Practical implication for patients: esketamine’s EMA authorisation makes it clinically approvable by psychiatrists in EU/EEA‑authorised jurisdictions; in Monaco it can be prescribed where local regulatory/market arrangements permit but routine public reimbursement requires ministerial inclusion on the reimbursable medicines list (an arrêté/Journal officiel procedure in Monaco governs which medicines and which prescribing authorities are covered). The list and formal reimbursement rules in Monaco are managed by the State Medical Benefits Office and set by ministerial arrêté under Monaco’s law on medicines. #.

Operational notes: where esketamine is provided, it must be administered under supervised clinical conditions consistent with the EMA/REM S safety requirements (clinic observation, blood‑pressure monitoring, documentation of prior antidepressant failures). Reimbursement or patient cost exposure in Monaco will depend on whether Caisses Sociales has formally adopted the product into its reimbursable medicines list and on any supplementary private insurance (mutuelle) coverage; absent an explicit Monaco ministerial reimbursement decision, treatment is likely to be available only through private payment or hospital purchase. # # #.

Ketamine

Off-label Medical

Racemic ketamine (intravenous or intramuscular) is a licensed anaesthetic agent internationally but remains an off‑label psychiatric treatment for depression and other mental‑health indications across Europe; its psychiatric use is practiced in specialised clinics and is commonly billed privately because formal reimbursement for ketamine as a psychiatric therapy depends on national pharmaco‑regulatory listings and specific insurer policy. Systematic reviews document robust, rapid, but often transient antidepressant and anti‑suicidal effects and widespread off‑label adoption in Europe, while emphasising the need for controlled delivery and pharmacovigilance. #.

In Monaco the same ministerial framework (State Medical Benefits Office / Caisses Sociales) determines public reimbursement and the ministerial arrêté / law on medicines governs which products and indications are covered; racemic ketamine used for psychiatric indications would normally be provided as an off‑label clinical intervention and is therefore most often delivered in private clinics or as hospital‑administered treatment with variable reimbursement depending on prior authorisation and whether the specific use has been listed by the State medical authorities. There is no evidence of a specific, publicly reimbursed ketamine‑for‑depression program established by Monaco’s social insurance as of the latest available sources. # #.
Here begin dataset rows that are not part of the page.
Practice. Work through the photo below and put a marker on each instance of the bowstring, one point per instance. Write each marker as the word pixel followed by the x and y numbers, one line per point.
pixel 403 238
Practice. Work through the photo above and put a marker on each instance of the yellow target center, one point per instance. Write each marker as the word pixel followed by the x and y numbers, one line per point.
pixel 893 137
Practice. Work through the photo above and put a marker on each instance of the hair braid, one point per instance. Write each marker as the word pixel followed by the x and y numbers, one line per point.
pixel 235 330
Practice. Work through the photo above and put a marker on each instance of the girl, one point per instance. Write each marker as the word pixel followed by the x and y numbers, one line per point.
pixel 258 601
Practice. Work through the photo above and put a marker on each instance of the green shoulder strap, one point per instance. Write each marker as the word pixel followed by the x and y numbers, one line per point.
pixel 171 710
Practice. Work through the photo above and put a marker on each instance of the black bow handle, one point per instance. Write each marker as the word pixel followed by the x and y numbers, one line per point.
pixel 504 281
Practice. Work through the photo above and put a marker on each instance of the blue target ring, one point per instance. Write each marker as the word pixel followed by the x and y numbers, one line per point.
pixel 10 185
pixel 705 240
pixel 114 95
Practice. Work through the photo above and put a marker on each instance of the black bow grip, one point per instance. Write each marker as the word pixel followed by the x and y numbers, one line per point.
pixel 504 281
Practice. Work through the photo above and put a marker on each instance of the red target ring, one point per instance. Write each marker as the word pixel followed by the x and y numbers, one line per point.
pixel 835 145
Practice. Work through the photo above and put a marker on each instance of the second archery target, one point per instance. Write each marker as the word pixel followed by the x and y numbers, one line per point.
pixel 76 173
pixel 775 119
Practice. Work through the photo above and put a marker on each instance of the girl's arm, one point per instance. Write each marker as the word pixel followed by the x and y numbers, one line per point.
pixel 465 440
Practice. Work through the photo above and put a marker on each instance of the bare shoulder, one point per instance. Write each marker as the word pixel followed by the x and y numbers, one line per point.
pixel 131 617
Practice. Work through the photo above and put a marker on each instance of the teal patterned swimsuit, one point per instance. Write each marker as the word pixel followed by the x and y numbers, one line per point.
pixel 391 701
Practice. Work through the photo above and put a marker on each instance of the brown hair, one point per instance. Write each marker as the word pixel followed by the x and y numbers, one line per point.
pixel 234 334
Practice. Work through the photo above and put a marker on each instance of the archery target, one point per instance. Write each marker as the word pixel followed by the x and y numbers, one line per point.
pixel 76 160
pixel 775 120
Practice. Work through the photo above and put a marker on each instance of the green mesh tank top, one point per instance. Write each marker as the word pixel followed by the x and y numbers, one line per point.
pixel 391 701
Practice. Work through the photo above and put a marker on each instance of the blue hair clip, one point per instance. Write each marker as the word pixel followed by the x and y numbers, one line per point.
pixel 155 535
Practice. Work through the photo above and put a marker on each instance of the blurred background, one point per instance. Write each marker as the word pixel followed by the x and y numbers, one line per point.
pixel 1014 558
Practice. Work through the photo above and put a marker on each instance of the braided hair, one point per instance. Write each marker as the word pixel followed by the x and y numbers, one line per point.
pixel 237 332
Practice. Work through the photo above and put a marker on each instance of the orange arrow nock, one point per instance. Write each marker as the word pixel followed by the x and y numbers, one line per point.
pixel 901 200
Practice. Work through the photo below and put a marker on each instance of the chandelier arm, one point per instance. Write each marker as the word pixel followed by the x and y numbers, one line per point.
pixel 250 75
Operational considerations: clinicians using ketamine for psychiatric indications should follow established protocols, document prior treatment failures (if claiming medical necessity), and seek prior authorisation from the Caisses Sociales when attempting to obtain public reimbursement; absent explicit ministerial reimbursement, care is commonly self‑pay or covered by private supplemental insurance in comparable European systems. # #.

DMT

Strictly Illegal

Currently classified as a strictly controlled substance under national drug scheduling laws, with no authorized medical use outside of approved clinical research.

5-MeO-DMT

Strictly Illegal

Currently classified as a strictly controlled substance under national drug scheduling laws, with no authorized medical use outside of approved clinical research.

Ibogaine

Strictly Illegal

Currently classified as a strictly controlled substance under national drug scheduling laws, with no authorized medical use outside of approved clinical research.

Ayahuasca

Strictly Illegal

Currently classified as a strictly controlled substance under national drug scheduling laws, with no authorized medical use outside of approved clinical research.

Mescaline

Strictly Illegal

Currently classified as a strictly controlled substance under national drug scheduling laws, with no authorized medical use outside of approved clinical research.

2C-X

Strictly Illegal

Currently classified as a strictly controlled substance under national drug scheduling laws, with no authorized medical use outside of approved clinical research.